官僚接待がもたらす新しい官僚制度
「総務省接待問題」中心の国会審議
2月、3月といえば国会は翌年度予算の審議の季節です。しかし今年の衆参の予算委員会は、予算審議よりも総務省接待問題一色に染まっているようです。官民接待の問題は、1990年代の大蔵省接待汚職事件を契機としてルールの厳格化が行われました。問題になっている接待は、このときに定められたルールに背くもので、罪は重いといわざるを得ません。しかし、それにしては国民の怒りは、かつての大蔵省接待スキャンダルの時ほどではないように思われるのはなぜなのでしょうか。接待によってもたらされた不利益
考えられる理由は、コロナ対策など、接待問題より喫緊で取り組むべき課題があると国民が考えていることがあるのかもしれません。接待問題によって国民の懐が直接影響を受けることがないということも理由なのでしょう。
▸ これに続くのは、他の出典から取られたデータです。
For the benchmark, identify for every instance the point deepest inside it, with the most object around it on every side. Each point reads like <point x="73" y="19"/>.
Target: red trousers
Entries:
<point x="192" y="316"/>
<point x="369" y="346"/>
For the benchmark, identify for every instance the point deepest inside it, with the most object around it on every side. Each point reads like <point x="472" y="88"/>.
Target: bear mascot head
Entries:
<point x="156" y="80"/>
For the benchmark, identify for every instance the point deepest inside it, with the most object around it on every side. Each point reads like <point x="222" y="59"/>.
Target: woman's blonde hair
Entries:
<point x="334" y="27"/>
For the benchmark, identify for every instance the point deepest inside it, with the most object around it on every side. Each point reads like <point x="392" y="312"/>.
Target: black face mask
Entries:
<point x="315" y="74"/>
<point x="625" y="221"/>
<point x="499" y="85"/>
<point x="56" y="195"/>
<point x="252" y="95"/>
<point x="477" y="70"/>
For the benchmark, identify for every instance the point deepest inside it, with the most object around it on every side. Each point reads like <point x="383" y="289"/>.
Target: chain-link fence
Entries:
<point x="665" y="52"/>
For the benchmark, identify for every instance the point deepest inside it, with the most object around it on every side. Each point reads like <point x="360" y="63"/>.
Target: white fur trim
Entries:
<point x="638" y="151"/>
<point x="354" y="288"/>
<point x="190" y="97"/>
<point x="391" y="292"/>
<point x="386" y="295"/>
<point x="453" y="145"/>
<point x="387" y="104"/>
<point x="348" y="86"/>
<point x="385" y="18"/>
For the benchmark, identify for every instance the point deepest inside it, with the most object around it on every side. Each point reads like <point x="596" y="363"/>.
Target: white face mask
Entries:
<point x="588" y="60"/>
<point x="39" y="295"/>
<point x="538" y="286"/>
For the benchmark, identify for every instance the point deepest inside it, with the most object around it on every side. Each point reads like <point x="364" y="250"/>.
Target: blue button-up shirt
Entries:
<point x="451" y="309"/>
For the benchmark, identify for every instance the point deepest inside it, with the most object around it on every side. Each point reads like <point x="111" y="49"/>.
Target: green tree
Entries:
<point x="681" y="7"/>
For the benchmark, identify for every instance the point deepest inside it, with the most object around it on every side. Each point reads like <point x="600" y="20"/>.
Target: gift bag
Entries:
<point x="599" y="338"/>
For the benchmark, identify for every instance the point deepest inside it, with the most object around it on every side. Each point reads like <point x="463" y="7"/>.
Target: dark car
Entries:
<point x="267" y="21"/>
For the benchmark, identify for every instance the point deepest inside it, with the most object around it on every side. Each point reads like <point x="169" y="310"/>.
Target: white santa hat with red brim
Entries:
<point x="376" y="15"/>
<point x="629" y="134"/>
接待によって携帯電話料金の引き下げが行われなかったとしたら、それは消費者の損失につながりますが、結果として接待の有無にかかわらず携帯電話料金は、競争要因によって引き下げられたと考えられます。では接待によって何が変わったのでしょうか。電波オークションが見送られたのでしょうか?それは違います。電波オークションの問題は、接待程度で片付く話ではありません。また、放送と通信の融合の結果、衛星放送の利権は、昔と比べれば遥かに小さくなっています。放送なら外資規制もあるでしょうが、通信のインフラを使うインターネットの番組は制度上、規制しようがありません。時代も大きく変わったということです。